Both of Gabriela Nuñez-Mir’s parents are ecologists — her father oversees projects in the Caribbean for The Nature Conservancy — and growing up in Santo Domingo, Dominican Republic, she accompanied them into the mountains to conduct research. “We would camp and hike, or stay in villages, ever since I was very young,” she says. “I’ve always been surrounded by nature and the researchers who study it, so my interest is very organic.” The Caribbean nation offers limited academic programs related to ecology, so the counselor at the American bilingual high school Nuñez-Mir attended encouraged her to consider studying abroad at an American university. She chose Worcester Polytechnic Institute in Massachusetts, where she majored in two programs, environmental studies and biology and biotechnology, and completed an internship at the NOAA Great Lakes Environmental Research Laboratory in Michigan. It was her Michigan colleagues who contacted her about an opening in the Natural Resources Spatial Analysis Lab of Songlin Fei, associate professor of Forestry and Natural Resources at Purdue. Nuñez-Mir began her doctoral work under Fei’s guidance in 2013.

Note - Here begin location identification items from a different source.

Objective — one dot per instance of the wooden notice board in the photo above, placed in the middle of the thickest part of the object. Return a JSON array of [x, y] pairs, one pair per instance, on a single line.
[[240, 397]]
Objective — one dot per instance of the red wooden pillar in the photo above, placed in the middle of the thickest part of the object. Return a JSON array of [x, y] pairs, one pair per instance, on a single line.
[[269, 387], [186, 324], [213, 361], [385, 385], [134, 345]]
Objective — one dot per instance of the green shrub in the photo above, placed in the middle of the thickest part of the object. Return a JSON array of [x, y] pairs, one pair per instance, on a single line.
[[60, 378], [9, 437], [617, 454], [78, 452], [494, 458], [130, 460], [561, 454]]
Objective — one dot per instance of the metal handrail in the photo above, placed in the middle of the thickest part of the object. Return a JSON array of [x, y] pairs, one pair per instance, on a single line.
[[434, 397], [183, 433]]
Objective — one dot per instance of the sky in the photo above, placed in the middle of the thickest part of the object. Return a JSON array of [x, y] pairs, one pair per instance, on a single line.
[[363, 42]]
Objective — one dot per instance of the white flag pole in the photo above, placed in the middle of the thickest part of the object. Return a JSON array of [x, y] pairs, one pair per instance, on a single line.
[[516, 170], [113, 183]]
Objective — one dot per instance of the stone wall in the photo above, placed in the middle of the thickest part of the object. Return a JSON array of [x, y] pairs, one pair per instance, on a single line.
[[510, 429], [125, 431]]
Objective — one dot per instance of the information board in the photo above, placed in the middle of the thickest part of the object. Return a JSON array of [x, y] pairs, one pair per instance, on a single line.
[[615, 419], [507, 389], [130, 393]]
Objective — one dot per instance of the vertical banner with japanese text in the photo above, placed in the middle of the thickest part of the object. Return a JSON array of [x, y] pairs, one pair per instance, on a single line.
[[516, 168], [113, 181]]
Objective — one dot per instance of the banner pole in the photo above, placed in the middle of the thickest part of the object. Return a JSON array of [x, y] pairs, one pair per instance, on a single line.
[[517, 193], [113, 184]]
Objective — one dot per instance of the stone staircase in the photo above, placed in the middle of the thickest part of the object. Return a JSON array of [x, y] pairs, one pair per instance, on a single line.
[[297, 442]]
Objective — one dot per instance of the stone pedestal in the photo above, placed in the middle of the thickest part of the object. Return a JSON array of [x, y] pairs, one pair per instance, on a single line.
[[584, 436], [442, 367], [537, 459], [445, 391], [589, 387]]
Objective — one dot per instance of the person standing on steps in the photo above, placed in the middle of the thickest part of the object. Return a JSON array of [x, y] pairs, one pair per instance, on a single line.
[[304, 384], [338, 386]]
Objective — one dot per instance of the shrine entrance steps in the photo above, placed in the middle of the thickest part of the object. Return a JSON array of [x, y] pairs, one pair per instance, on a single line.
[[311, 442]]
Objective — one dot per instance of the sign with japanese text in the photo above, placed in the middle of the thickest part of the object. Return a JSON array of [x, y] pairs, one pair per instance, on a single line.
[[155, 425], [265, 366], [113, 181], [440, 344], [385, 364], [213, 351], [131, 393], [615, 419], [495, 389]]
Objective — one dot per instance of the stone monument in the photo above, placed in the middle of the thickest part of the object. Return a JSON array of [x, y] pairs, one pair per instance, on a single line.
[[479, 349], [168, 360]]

“The focus of my research is determining the reasons some places have more exotic species than others,” Nuñez-Mir says. While a larger population of native species might predict an area’s resistance to exotic species, researchers actually see contradictory patterns in biological invasion, especially as the scale of study increases. Exotic species — those living outside of their native areas — can have devastating environmental and economic impact, Nuñez-Mir explains. Pinpointing the areas that are more vulnerable to invasive exotics can help scientists mitigate or prevent these effects.


Nuñez-Mir credits her advisor with finding unexpected opportunities for all of his graduate students. “I’ve done so many things that my peers at other lab groups and universities haven’t had the chance to do,” she says. Fei has invited his students to publish, attend and present at conferences, and network with colleagues “He constantly pushes to us to expand our comfort zone, even to try something out of our field,” Nuñez-Mir says.


Among the five journal articles Nuñez-Mir has published or has in press (with another under review), is a July 2016 article in Methods in Ecology and Evolution on the “big literature” phenomenon in ecology and evolution. After spending years on the article, “it’s very exciting to see it published,” she says. The article is being considered for the journal’s 2016 Robert May Prize.  And because it has attracted some attention, the journal also highlighted it in a blog post ( 


With another year-and-a-half to go to complete her five-year PhD, Nuñez-Mir is keeping her career options open, although she plans to remain in research, whether in academia or with an organization. In her spare time, she tries to balance spending her days “indoors, hunched over a computer,” with physical activity, such as Pilates and circuit training. In addition to fitness, Nuñez-Mir says she is passionate about healthy eating and enjoys cooking plant-based dishes.